Provost’s View: Women in Science
26 June 2015
UCL was the first University in England to admit women on equal terms to men. Equality between the sexes is one of our core values, yet this past fortnight our commitment to women and to women in science has been challenged, our reputation put under pressure and we have been part of an intense and uncomfortable media storm.
The trigger for this was remarks about the place of women in science made by Sir Tim Hunt. I don’t intend to repeat or re-analyse who said what, where or when, and thereby provide more fuel for media speculation. I will simply restate that when on the 10th June Sir Tim sent in his resignation from his honorary position with UCL, as Provost I sanctioned acceptance of that resignation in good faith on the basis that it was his personal choice as the honourable thing to do.
First let me say that I do regret that my acceptance of that resignation, and our announcement of it, has led to so much personal difficulty for Sir Tim and also for Professor Mary Collins, who is a highly respected and valued senior member of staff at UCL. I met with Mary last week and also spoke to Sir Tim by phone. Some regrets were expressed in both directions.
There has been a great deal of comment, but I would point readers of this article to two very high quality blogs on this subject by eminent women scientists, one written by Dorothy Bishop that is supportive of UCL’s position and one, for balance, that is less supportive from Athene Donald.
For both of these blogs it is worth reading the comments sections to see just how divided society and the world of science is about this problem. My own inbox has been full of that divided opinion both external and internal to UCL and after discussing the whole issue with our heads of departments and other leaders earlier this week, I felt that it was now important for me to make my views known to our UCL community and the world at large.
What good can come of this episode and what ultimately is the big picture that UCL should now focus its energies and efforts on? Equality, diversity and the greatest good for the greatest number are enshrined in our Benthamite origins. Those values hold true to this day and we constantly try to live up to them.
To a significant extent, we, like many other universities, have failed to achieve the level of equality and diversity that we aspire to. We have been self-critical in this regard and have identified the need to do better as a key part of our strategy, UCL 2034. We are making slow (some would say glacial) progress on gender equality and are working hard to tackle racialised inequalities (perhaps an even more complex issue) head on. Women now make up 33% of the senior academic and professional staff in grades 9 and 10.
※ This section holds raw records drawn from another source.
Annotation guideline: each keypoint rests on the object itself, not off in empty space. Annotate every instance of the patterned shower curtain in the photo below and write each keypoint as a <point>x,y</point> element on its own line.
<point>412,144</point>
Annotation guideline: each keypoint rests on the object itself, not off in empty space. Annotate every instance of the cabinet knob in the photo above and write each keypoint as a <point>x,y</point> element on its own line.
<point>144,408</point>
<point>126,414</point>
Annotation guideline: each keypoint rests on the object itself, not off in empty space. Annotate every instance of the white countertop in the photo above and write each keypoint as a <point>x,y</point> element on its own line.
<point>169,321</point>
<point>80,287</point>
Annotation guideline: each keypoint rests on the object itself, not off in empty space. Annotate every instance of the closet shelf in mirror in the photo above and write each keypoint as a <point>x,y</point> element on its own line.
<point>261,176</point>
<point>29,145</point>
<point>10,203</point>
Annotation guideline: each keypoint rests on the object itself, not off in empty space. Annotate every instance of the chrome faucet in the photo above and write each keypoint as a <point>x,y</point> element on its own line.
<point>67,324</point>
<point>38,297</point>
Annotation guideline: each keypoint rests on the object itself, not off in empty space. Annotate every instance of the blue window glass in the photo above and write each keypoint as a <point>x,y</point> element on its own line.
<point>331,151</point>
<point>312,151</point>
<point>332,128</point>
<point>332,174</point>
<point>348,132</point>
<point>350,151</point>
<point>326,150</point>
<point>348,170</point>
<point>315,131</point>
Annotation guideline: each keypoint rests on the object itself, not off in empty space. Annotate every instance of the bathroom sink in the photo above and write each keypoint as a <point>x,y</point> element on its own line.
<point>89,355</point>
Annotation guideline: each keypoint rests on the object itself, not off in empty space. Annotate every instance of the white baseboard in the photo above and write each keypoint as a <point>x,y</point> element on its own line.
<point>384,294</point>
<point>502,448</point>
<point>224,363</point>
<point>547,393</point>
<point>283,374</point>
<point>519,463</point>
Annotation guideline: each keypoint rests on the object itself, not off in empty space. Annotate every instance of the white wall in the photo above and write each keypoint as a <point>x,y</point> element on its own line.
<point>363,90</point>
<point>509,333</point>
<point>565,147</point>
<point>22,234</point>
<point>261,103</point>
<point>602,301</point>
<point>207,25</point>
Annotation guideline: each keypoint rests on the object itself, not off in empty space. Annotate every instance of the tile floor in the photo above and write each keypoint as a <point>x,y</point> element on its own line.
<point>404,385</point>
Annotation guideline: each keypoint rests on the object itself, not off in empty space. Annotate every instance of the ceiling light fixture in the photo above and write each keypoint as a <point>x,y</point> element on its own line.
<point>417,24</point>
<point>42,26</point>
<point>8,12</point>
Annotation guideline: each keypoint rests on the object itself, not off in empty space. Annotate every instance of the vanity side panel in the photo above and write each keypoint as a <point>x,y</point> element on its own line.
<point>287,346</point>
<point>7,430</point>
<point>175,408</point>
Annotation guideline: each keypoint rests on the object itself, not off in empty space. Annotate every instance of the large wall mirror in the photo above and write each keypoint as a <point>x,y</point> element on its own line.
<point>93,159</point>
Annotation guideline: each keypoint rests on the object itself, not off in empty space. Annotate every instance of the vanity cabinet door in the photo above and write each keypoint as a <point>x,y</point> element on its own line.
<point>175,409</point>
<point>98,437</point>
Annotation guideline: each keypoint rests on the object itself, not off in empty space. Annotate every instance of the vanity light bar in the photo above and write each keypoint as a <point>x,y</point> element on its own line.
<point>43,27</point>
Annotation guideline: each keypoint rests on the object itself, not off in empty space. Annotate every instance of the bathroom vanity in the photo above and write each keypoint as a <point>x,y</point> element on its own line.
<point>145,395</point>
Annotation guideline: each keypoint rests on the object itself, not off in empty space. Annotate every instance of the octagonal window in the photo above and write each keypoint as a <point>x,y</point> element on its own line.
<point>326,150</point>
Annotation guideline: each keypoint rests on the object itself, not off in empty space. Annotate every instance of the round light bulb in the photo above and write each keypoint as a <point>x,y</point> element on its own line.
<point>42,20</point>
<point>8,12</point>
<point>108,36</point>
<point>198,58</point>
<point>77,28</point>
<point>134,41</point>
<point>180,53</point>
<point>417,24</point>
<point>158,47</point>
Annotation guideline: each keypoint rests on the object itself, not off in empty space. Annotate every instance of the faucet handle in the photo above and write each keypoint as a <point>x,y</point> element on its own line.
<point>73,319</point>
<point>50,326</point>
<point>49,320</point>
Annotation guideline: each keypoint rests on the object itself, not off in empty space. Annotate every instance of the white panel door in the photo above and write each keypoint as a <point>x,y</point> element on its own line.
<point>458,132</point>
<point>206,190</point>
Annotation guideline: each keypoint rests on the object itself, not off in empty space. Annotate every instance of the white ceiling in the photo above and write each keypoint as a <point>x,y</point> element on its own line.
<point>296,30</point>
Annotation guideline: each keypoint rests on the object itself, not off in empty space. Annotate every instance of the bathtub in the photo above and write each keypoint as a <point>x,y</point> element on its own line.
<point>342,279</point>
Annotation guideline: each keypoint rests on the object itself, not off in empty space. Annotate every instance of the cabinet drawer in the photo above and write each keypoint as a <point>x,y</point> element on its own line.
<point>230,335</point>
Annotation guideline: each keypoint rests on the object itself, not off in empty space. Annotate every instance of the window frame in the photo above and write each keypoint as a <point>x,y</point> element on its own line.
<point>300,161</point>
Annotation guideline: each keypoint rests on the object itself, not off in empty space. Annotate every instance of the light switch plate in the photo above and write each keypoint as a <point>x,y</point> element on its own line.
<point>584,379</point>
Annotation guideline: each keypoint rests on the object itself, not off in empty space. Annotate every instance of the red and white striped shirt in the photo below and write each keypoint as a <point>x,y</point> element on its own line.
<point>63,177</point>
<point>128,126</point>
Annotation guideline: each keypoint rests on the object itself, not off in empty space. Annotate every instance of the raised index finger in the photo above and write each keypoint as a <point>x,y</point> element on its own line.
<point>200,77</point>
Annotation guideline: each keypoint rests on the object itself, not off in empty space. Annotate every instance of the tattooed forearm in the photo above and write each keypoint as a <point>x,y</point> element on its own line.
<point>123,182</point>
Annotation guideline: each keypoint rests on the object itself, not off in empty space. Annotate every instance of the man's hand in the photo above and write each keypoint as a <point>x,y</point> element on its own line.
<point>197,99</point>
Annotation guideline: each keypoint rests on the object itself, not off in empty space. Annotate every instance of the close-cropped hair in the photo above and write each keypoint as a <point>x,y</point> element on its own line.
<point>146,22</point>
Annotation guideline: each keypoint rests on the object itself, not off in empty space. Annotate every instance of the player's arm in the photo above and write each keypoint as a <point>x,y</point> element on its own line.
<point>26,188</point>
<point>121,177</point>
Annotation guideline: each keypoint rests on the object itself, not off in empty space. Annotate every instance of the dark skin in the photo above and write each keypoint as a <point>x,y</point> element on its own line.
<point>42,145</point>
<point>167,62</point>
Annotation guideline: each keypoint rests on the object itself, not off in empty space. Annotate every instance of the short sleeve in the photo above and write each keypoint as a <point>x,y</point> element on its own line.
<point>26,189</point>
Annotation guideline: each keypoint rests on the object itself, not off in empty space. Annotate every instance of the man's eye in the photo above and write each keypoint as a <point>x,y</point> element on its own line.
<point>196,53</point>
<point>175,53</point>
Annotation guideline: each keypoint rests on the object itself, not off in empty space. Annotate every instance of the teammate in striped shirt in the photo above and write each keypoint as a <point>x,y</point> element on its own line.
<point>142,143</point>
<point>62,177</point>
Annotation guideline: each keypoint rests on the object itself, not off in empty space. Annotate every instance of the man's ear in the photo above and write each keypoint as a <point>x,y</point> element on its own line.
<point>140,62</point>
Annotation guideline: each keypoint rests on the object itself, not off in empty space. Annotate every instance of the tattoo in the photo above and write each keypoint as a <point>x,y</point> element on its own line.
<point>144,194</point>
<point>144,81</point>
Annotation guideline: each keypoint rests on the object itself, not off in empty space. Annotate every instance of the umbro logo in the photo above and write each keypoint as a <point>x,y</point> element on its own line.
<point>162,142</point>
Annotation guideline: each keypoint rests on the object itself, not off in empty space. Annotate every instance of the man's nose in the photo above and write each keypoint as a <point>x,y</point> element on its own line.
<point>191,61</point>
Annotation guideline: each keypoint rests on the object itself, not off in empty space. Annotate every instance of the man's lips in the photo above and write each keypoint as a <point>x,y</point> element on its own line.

Because we are not satisfied with this level of progress, we have adopted the Athena Swan methodology widely across the institution and have now achieved more Athena Swan Silver awards than any other University and have just submitted our application for an institutional Silver award. We are also one of the pilot universities in the Race Equality Charter Mark scheme and have just submitted that too. Every faculty and professional service has an equality action plan that is being implemented and all members of the Senior Management Team have personal objectives with respect to equality and diversity.
In other words Equality and Diversity is not just an aspiration at UCL but informs our everyday thinking and our actions. It was for this very reason that Sir Tim’s remarks struck such a discordant note. Our ambition is to create a working environment in which women feel supported and valued at work. To be frank, a reputation for such helps us attract the very best women to UCL, including women in science. Athene Donald’s blog contains some excellent practical suggestions for what we should actually do to improve things for women in science, all of which I agree with.
There have been many calls for me to reverse my decision to accept Sir Tim Hunt’s resignation from his honorary post at UCL, but there have also been very significant representations to me not to do so, including, but not only, from women in science. Our view is that reversing that decision would send entirely the wrong signal and I have reason to believe that Sir Tim would also not want that to happen.
An honorary appointment is meant to bring honour both to the person and to the University. Sir Tim has apologised for his remarks, and in no way do they diminish his reputation as a scientist. However, they do contradict the basic values of UCL – even if meant to be taken lightly – and because of that I believe we were right to accept his resignation. Our commitment to gender equality and our support for women in science was and is the ultimate concern.